It's based on the idea of a characteristic function: a function whose values are only 0 and 1. If Y is a subset of X, then I can describe Y by this function:

[tex] \chi_Y(p) := \left\{
\begin{array}{ll}
0 \quad & p \notin Y \\
1 \quad & p \in Y
\end{array}
[/tex]

So that the statement "p is in Y" is equivalent to the equation "χY(p) = 1".


With a little thought, you should be able to convince yourself that there is a one-to-one correspondence between subsets of X and characteristic functions on X.

So, the question "Is there a bijection between X and P(X), the set of all subsets of X?" is equivalent to the question "Is there a bijection between X and the set of all characteristic functions on X?"


Once you get to this point, the proof becomes much cleaner.


We now assume that such a bijection exists, and we call it f. So, if x is an element of X, then f(x) is a characteristic function on X.

If you haven't seen them before, function valued functions can be a little tricky to understand... for this proof, the only thing you need to know is that we can write f(x)(y), with both x and y in X, and f(x)(y) will either be a 0 or a 1.


The next step is to write a function that represents the "diagonal": we define the function g by:

g(x) := f(x)(x)

And the key step is that we can now construct the function h:

h(x) := 1 - g(x) = 1 - f(x)(x)


The values of h are either 0 or 1, so it is a characteristic function on X. Now, since f is an invertible function (it's a bijection!), we can make this computation:

[tex]
h(f^{-1}(h)) = 1 - f(f^{-1}(h))(f^{-1}(h)) = 1 - h(f^{-1}(h))
[/tex]

We can write f-1(h) because f is invertible, and the range of f is the set of all characteristic functions on X, and h is one of those things.
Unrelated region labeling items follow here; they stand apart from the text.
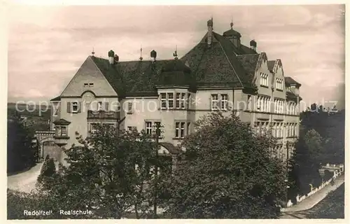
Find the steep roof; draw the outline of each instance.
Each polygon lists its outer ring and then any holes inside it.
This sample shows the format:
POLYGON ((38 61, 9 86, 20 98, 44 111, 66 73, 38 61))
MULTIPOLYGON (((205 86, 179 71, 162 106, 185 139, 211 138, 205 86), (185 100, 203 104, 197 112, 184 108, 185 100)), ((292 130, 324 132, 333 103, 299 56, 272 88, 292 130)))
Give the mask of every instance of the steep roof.
POLYGON ((231 29, 230 29, 229 30, 224 31, 223 36, 238 36, 241 37, 241 34, 231 27, 231 29))
POLYGON ((295 85, 298 86, 301 86, 302 85, 293 79, 291 77, 284 77, 284 80, 286 80, 286 84, 287 85, 295 85))
POLYGON ((203 41, 207 35, 181 59, 188 63, 197 84, 228 83, 232 87, 251 86, 252 78, 237 58, 233 44, 213 32, 214 39, 208 48, 203 41))
POLYGON ((248 73, 250 78, 253 80, 255 72, 256 64, 259 59, 259 54, 253 55, 241 55, 237 56, 237 59, 241 62, 243 68, 248 73))
POLYGON ((267 69, 269 69, 270 71, 272 71, 275 62, 276 60, 267 61, 267 69))
POLYGON ((121 97, 155 96, 155 85, 165 79, 174 84, 182 80, 184 83, 192 83, 192 86, 253 87, 259 55, 244 45, 237 49, 229 39, 215 32, 211 46, 208 48, 207 35, 178 59, 178 64, 174 59, 110 64, 106 59, 91 58, 121 97), (237 56, 237 53, 241 55, 237 56), (178 68, 183 71, 177 71, 178 68))
POLYGON ((119 96, 125 96, 126 87, 117 64, 111 64, 108 59, 92 56, 91 58, 119 96))
POLYGON ((61 97, 60 96, 58 96, 58 97, 56 97, 53 99, 50 99, 50 101, 60 101, 61 100, 61 97))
The first step in the calculation is simply the definition of h. The second step uses the definition of invertibility, and will probably take a bit of thought to work through for those not comfortable with function valued functions. The key fact is this:

[tex]f(f^{-1}(h)) = h[/tex]

so if we apply both functions to an element of X, we have:

[tex]f(f^{-1}(h))(x) = h(x)[/tex]

Anyways, going back to the computation:

[tex]h(f^{-1}(h)) = 1 - f(f^{-1}(h))(f^{-1}(h)) = 1 - h(f^{-1}(h))[/tex]

This is a contradiction, because the far left and the far right can never be equal. (Remember that the values of h can only be a 0 or a 1, and this would require it to take 1/2 as a value)


So, our initial assumption that there exists a bijection, f, from X to the set of all characteristic functions must have been incorrect, because we derived a contradiction. So, by the initial remarks, we have thus proven:

There does not exist a bijection from any set X to P(X), the set of all subsets of X.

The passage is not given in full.